Disclosure: The views and opinions expressed herein are solely those of the author and do not represent the views and opinions of the crypto.news editorial.

The scientific method has been our guiding light for centuries, illuminating the path to countless theoretical discoveries and practical innovations. However, while the fundamental tenets of the scientific method remain true, the structures that support this process of discovery – particularly today’s academic publishing models and research funding mechanisms – are increasingly seen as relics of a bygone era.

The rise of decentralized science, or DeSci, offers a promising avenue to modernize these systems, providing new solutions for a wide range of scientific stakeholders. By providing new ways to connect, share, and discover the next frontiers of scientific knowledge, web3-enabled DeSci projects are working to fix today’s flawed incentive structures and foster more effective forms of scientific discovery that meet the needs of our time.

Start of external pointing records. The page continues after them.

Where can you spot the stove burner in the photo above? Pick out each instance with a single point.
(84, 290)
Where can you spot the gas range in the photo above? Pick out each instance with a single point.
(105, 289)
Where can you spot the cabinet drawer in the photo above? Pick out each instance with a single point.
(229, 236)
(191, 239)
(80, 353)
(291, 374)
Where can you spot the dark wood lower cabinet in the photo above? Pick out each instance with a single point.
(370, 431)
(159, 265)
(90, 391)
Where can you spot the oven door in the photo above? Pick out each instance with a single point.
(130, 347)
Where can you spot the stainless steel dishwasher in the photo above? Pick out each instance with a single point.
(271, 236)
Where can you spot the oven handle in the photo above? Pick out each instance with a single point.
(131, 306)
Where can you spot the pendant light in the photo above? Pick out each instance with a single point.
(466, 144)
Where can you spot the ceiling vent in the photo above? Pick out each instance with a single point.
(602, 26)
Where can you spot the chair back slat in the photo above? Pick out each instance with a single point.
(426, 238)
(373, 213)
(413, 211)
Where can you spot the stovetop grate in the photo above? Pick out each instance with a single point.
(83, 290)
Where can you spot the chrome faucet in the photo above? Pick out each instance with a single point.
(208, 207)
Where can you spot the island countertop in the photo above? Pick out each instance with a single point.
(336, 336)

Take, for example, today’s academic funding process. Traditional funding mechanisms often reward researchers for obtaining funding rather than producing impactful research. This has had a disproportionate impact on sectors such as drug development, which has traditionally been an incredibly expensive and risk-filled endeavor, often monopolized by large companies with the financial muscle to go through the lengthy process.

To offset this funding imbalance, a new wave of crowdfunding platforms DeSci e decentralized autonomous organizations (DAO), unlocking a broader base of financial support. In many cases, these community supporters are also able to contribute additional expertise and resources to the projects they support, as well as help reduce researchers’ reliance on traditional government grants and large institutional supporters. Additionally, funding models that implement smart contracts and tokenized incentives can directly tie funding to specific milestones and outcomes. This ensures that researchers are incentivized to deliver meaningful results rather than simply securing the next round of funding.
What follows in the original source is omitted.